Alchemie wordt beschouwd als wetenschap en als kunst. Het houdt zich bezig met verandering van natuurlijke dingen of stoffen, zowel in fysieke als spirituele zin. Alchemisten poogden een mengsel te maken dat ze elixer noemden of steen der filosofen, waarvan zij geloofden dat het ze mogelijk zou maken om metalen zoals tin, kwik of lood te veranderen in goud. Door het proces van leren dat werd beschouwd als een kunst geloofde men dat basis metalen (die overeenkwamen met dierlijke lusten en onwetendheid van de mensheid) veranderd kon worden in goud (dat overeenkwam met wijsheid en geloof in God).

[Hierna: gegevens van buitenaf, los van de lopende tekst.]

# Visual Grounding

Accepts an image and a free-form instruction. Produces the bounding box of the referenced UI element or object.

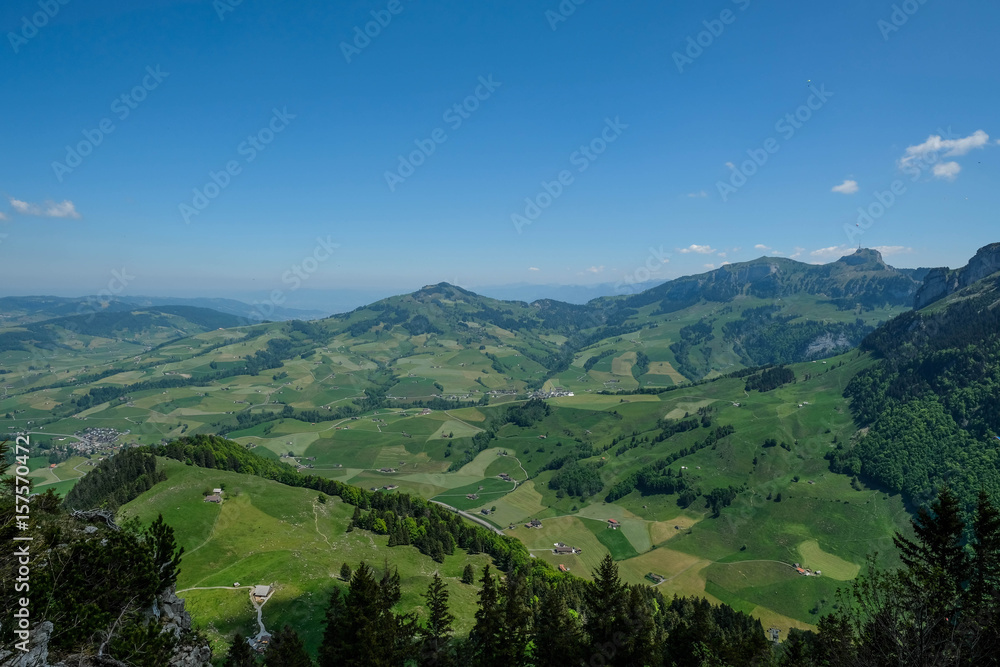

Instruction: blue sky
[1,0,998,299]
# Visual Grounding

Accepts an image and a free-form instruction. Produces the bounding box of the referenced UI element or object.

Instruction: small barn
[204,494,221,503]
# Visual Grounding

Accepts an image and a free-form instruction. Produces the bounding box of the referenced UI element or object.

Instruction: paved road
[430,500,504,536]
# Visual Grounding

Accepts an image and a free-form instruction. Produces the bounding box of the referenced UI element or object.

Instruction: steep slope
[913,241,1000,308]
[834,250,1000,509]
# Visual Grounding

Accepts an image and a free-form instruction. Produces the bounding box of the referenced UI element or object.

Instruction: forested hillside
[833,270,1000,510]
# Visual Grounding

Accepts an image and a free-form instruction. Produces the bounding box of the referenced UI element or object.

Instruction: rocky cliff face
[914,242,1000,309]
[0,588,211,667]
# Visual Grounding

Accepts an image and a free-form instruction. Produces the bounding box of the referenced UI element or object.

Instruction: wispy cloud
[790,247,805,259]
[528,267,540,271]
[686,190,708,198]
[809,245,853,262]
[725,162,735,170]
[0,212,8,221]
[9,198,81,219]
[703,263,715,269]
[585,265,604,274]
[678,244,716,254]
[873,245,913,256]
[831,179,859,194]
[899,130,991,179]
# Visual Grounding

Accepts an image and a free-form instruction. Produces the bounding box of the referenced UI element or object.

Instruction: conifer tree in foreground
[532,586,584,667]
[419,572,456,666]
[264,625,312,667]
[469,565,505,667]
[223,633,257,667]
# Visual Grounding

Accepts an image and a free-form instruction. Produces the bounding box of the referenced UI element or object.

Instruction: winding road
[430,500,505,535]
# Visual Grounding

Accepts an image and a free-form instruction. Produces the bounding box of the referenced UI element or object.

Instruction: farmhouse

Alchemisten hoopten dat zij een verandering teweeg konden brengen in zowel de fysieke als de spirituele wereld van de mens en zodoende pure perfectie te scheppen. Om deze reden, was hun werk geconcentreerd op 2 hoofdgebieden; de fysieke wereld en de geest. Hun werk was ook nauw verbonden met geneeskunde, omdat alchemisten geloofden dat ze alle bronnen dat God had geschapen moesten gebruiken, zowel mineraal als plantaardig (kruid geneesmiddelen) om de mens te assisteren in zijn fysieke en spirituele welzijn.

De wortels van alchemie gaan terug naar culturen uit de oudheid verschillend van China tot Egypte, met bewijzen van zijn toepassing in vele regio’s van de aardbol. De Chinezen combineerden alchemie met de filosofie van Taoisme (filosofische stroming in China) en beweerden dat ze basismetalen konden veranderen in goud met behulp van een ‘’geneesmiddel’’, of een stof dat zij hadden ontdekt. Dit goud had volgens hen de kracht om alle ziektes te genezen en het leven te verlengen. In Egypte, was de methode van het transmuteren (overgaan van de ene metaal naar de andere) van metalen was een van de geheimen dat werd bewaard door de tempelpriesters. Hun methodes werden echter in de 2e eeuw bekend op de academie van Alexandrië. Daar smolten de studies van alchemie samen met kunst, wiskunde, Oosterse mystiek en de filosofie van Aristoteles met betrekking tot de samenstelling van materie. Aristoteles dacht dat alle dingen bestonden uit verschillende hoeveelheden van de 4 basiselementen: water, aarde, vuur en lucht. Daarom dacht hij dat basismetalen in goud veranderd konden worden door de hoeveelheid van bepaalde elementen in de basismetalen te veranderen.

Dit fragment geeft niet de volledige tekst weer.